Annuendo, i capi dei Bianchi si dispersero, diretti ognuno ai propri alloggi, lasciando al centro del cortile il Monaco e Bastiera. Dante fu tra i primi ad andarsene, seguito dal suo servitore Lapo, non prima di aver scambiato con Scarpetta uno sguardo d’intesa, che lo assicurò che i due si trovassero sulla stessa linea. Nella dispersione, nessuno notò l’uomo solitario che, da solo, uscì dal cortile del convento diretto verso la boscaglia. Di certo non lo notò il Monaco, il cui sguardo, per tutto il tempo, rimase fisso nella direzione del poeta, l’uomo che stava intralciando i suoi piani, e che in qualche modo doveva essere tolto di mezzo.

NOTE STORICHE

- Come si intuisce, la storia è ambientata dopo la condanna di Dante all'esilio, avvenuta nel 1300. Mentre il poeta era a Roma, ambasciatore presso Papa Bonifacio VIII, quest'ultimo mandò un suo legato, Carlo di Valois, ufficialmente a riportare la pace a Firenze; in realtà, quest'ultimo favorì l'ascesa al potere dei Neri, che esiliarono i loro avversari politici, fra cui lo stesso Dante. Ecco perché nel capitolo è suggerito che i Neri abbiano l'appoggio del Papa.
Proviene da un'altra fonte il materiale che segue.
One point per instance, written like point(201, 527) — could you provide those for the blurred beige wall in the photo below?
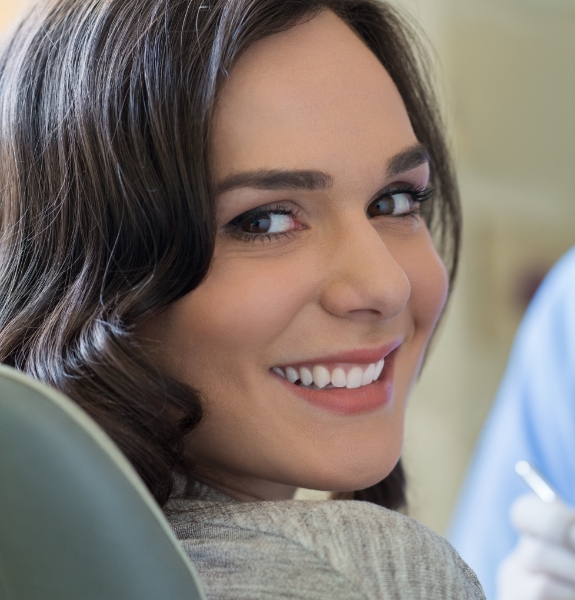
point(506, 67)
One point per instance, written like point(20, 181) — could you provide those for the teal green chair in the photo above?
point(76, 521)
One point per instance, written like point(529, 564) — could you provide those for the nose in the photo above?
point(362, 278)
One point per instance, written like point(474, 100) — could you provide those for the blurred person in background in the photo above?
point(519, 546)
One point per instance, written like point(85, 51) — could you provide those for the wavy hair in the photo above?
point(106, 212)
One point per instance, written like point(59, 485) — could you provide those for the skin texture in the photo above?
point(314, 98)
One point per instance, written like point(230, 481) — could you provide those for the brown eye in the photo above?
point(257, 225)
point(392, 204)
point(383, 206)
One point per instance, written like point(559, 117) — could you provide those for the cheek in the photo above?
point(243, 305)
point(429, 285)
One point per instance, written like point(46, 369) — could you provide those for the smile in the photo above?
point(316, 377)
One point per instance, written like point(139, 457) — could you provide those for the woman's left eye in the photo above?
point(392, 205)
point(399, 203)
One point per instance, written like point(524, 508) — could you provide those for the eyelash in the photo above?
point(418, 195)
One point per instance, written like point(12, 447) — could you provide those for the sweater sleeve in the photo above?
point(331, 550)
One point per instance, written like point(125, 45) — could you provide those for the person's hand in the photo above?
point(542, 565)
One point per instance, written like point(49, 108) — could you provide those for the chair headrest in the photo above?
point(76, 521)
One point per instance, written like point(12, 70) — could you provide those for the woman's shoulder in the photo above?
point(374, 551)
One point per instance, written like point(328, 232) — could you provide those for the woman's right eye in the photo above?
point(268, 223)
point(262, 223)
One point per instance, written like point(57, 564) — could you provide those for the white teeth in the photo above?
point(368, 375)
point(378, 369)
point(321, 376)
point(305, 376)
point(354, 378)
point(338, 377)
point(292, 374)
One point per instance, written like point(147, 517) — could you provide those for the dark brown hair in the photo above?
point(106, 206)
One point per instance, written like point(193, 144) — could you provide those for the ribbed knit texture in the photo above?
point(314, 550)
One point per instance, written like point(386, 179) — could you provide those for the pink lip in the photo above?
point(349, 402)
point(360, 356)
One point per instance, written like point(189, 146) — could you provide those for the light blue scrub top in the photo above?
point(533, 418)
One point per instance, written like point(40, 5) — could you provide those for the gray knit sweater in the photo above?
point(314, 550)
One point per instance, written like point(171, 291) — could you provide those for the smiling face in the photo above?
point(322, 268)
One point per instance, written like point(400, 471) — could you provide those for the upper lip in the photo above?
point(358, 356)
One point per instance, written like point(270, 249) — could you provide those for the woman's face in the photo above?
point(322, 268)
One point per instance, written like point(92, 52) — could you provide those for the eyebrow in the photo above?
point(275, 179)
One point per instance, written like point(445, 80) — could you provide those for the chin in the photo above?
point(359, 477)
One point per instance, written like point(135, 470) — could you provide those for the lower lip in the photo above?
point(349, 402)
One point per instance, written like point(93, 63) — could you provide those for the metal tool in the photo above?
point(536, 482)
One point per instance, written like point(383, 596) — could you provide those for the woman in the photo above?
point(143, 144)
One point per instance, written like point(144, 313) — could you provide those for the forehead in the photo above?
point(311, 97)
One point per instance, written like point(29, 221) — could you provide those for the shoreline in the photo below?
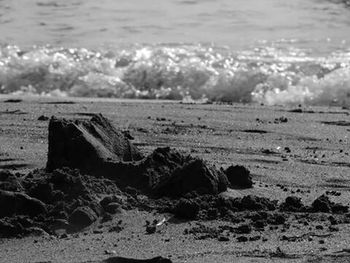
point(297, 150)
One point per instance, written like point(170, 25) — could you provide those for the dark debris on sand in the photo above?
point(93, 171)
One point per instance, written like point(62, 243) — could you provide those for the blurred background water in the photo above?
point(266, 51)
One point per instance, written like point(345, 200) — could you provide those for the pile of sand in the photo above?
point(93, 170)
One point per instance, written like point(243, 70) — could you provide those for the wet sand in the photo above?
point(290, 151)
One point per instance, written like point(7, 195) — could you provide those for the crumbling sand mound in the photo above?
point(97, 148)
point(169, 173)
point(86, 144)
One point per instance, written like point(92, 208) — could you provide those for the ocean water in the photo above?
point(262, 51)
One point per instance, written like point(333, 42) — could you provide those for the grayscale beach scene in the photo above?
point(174, 131)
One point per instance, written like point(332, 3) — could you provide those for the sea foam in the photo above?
point(268, 75)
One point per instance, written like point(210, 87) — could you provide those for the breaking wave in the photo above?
point(269, 75)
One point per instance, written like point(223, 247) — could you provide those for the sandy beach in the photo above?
point(289, 151)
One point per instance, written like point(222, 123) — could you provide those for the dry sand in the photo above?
point(303, 153)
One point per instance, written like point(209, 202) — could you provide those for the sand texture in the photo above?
point(289, 151)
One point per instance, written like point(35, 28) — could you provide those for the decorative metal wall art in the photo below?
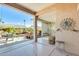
point(67, 24)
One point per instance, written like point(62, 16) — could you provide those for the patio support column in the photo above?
point(35, 28)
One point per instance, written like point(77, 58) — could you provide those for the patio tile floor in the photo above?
point(30, 48)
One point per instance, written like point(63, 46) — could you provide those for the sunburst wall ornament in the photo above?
point(67, 24)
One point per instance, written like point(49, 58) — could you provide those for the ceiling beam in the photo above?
point(20, 7)
point(59, 6)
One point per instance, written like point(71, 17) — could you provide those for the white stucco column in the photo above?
point(35, 28)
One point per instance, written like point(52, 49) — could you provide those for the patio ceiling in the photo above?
point(46, 11)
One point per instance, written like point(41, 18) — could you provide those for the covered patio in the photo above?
point(51, 16)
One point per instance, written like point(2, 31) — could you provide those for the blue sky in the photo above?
point(12, 16)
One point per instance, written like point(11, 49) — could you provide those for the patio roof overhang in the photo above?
point(22, 8)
- L'incontro all'abbazia di San Gaudenzio, avvenuto l'8 giugno 1302, è veramente accaduto: in quell'occasione, i Guelfi Bianchi (all'epoca guidati da Scarpetta, signore di Forlì e primo a ospitare Dante dopo l'esilio), incontrarono i rappresentanti degli Ubaldini. Ho inventato il personaggio di Manfredi perché non sono riuscito a sapere chi c'era per davvero all'abbazia.
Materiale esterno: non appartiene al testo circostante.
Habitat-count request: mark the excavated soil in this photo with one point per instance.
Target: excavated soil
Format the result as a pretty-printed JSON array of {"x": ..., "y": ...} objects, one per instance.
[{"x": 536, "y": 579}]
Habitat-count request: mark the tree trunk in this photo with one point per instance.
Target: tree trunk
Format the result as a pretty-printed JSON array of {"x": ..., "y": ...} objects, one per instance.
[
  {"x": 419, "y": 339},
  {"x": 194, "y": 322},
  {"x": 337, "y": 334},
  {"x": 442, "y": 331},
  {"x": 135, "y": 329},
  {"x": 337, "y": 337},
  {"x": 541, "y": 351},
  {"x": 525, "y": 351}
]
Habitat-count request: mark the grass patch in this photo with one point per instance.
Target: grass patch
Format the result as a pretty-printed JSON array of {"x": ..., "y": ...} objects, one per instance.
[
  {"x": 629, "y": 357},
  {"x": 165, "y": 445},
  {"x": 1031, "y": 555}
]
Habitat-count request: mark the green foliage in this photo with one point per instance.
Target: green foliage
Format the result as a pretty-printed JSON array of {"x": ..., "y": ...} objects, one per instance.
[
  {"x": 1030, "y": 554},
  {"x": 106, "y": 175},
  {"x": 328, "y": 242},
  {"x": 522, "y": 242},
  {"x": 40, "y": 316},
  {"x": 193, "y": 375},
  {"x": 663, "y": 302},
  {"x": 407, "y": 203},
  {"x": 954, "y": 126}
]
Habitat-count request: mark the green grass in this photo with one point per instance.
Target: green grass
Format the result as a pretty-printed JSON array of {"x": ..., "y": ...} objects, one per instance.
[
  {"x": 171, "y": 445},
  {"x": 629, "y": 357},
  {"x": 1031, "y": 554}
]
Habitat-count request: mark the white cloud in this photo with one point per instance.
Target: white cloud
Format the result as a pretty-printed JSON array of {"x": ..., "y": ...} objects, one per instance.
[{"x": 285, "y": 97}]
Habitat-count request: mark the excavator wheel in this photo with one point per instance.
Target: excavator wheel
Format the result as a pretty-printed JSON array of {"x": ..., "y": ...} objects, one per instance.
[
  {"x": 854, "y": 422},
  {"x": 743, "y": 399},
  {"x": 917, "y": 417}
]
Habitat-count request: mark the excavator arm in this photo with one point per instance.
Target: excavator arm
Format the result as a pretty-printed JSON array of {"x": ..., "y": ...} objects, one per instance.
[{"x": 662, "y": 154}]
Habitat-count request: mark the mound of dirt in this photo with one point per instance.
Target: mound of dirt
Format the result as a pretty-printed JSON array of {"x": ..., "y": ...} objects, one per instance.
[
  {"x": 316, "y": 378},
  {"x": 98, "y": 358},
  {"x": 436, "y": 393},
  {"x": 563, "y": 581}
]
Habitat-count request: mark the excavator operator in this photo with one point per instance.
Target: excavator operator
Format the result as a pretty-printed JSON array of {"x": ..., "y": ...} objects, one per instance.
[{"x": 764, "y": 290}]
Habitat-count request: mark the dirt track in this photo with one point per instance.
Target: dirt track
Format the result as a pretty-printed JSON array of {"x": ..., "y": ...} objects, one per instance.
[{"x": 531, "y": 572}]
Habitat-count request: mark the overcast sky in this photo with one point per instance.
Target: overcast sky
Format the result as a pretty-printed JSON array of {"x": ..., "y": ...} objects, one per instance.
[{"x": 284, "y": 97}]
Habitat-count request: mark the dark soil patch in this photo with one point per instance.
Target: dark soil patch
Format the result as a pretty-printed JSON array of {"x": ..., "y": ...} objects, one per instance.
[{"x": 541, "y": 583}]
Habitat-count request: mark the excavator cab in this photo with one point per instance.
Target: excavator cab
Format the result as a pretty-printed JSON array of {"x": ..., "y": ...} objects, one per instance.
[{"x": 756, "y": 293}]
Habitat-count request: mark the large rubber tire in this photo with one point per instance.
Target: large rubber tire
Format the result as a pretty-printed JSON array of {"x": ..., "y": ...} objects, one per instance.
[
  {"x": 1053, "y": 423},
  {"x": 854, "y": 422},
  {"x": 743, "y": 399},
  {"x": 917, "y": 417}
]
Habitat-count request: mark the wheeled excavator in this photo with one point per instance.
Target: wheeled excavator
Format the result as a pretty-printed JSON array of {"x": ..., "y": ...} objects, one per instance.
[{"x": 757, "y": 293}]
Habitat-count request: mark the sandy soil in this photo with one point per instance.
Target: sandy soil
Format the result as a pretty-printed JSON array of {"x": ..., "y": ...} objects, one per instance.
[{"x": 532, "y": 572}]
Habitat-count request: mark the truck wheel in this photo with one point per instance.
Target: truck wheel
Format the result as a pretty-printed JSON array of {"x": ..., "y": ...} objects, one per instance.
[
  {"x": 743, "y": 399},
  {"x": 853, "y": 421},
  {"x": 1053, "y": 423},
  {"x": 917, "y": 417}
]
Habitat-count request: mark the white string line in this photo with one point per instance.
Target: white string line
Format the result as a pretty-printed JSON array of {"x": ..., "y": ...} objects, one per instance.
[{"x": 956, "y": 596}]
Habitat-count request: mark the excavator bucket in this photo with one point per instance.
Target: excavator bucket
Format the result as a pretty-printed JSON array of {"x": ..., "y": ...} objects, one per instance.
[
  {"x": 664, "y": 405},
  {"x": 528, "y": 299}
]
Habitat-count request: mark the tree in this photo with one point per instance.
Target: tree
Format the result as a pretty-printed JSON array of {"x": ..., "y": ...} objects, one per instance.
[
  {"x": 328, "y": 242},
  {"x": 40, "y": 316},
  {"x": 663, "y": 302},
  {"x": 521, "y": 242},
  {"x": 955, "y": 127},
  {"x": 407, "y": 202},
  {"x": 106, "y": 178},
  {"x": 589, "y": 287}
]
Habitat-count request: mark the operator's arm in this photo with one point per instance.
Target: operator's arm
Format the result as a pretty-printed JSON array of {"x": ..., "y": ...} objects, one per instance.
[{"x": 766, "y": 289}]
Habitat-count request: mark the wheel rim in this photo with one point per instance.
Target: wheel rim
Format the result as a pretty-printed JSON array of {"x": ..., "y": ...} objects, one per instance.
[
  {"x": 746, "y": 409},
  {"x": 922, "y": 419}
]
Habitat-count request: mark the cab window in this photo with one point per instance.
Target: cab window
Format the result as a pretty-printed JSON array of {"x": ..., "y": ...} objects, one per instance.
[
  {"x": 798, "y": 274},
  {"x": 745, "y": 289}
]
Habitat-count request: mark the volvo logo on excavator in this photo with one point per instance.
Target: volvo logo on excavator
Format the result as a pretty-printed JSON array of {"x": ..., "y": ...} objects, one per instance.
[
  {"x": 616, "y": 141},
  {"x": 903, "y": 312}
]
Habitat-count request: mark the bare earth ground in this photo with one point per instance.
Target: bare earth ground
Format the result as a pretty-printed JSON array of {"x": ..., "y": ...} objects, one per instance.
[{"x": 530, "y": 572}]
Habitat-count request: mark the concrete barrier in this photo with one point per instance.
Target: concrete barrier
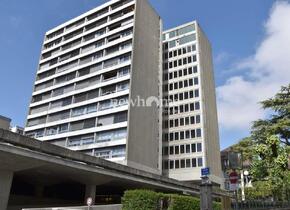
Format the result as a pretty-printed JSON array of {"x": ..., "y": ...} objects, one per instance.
[{"x": 99, "y": 207}]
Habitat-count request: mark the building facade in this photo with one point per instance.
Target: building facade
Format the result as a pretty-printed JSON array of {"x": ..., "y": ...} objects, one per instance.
[
  {"x": 190, "y": 127},
  {"x": 90, "y": 68}
]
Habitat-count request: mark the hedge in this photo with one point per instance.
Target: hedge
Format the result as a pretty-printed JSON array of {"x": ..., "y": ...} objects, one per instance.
[{"x": 150, "y": 200}]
- Bastiera dei Tosinghi avrebbe poi guidato parte delle truppe dei Bianchi nella battaglia della Lastra, due anni dopo, ultimo tentativo (fallito) dei Bianchi di rientrare a Firenze con le armi. Dante si era già staccato dallo schieramento in questa data, e condannerà duramente l'impresa nella Commedia.
- Guido Cavalcanti (1258 ca - 1300) è stato amico e maestro di Dante, assieme a lui iniziatore della scuola stilnovista. Fu esiliato da Dante stesso nel 1300 a seguito degli scontri fra Bianchi e Neri, e morì nello stesso anno, dopo aver ricevuto il permesso di tornare nella sua città in extremis.
- Pier delle Vigne e Farinata degli Uberti sono noti personaggi del poema, protagonisti dei canti XIII e X dell'Inferno: il primo, ex consigliere di Federico II di Svevia e leader della scuola poetica siciliana, fu da questi imprigionato per tradimento, e si dice sia morto suicida (Dante lo trova fra i suicidi); il secondo, leader ghibellino di Firenze, esiliato, tornò in città vincendo i suoi avversari alla battaglia di Montaperti. Per questo, quando dopo la sua morte i guelfi ricacciarono i ghibellini, la sua memoria fu esecrata, e i suoi discendenti condannati all'esilio perpetuo.
- Romeo di Villanova è citato nel canto VI del Paradiso: segretario del conte di Provenza, per l'invidia dei nobili fu rimosso dal suo incarico e morì in povertà, nonostante i grandi benefici che aveva fatto per il suo signore. Dante lo cita fra i beati come, in un certo senso, 'risposta' a Pier delle Vigne e al suo gesto suicida.

Spero vi sia piaciuto, e alla prossima!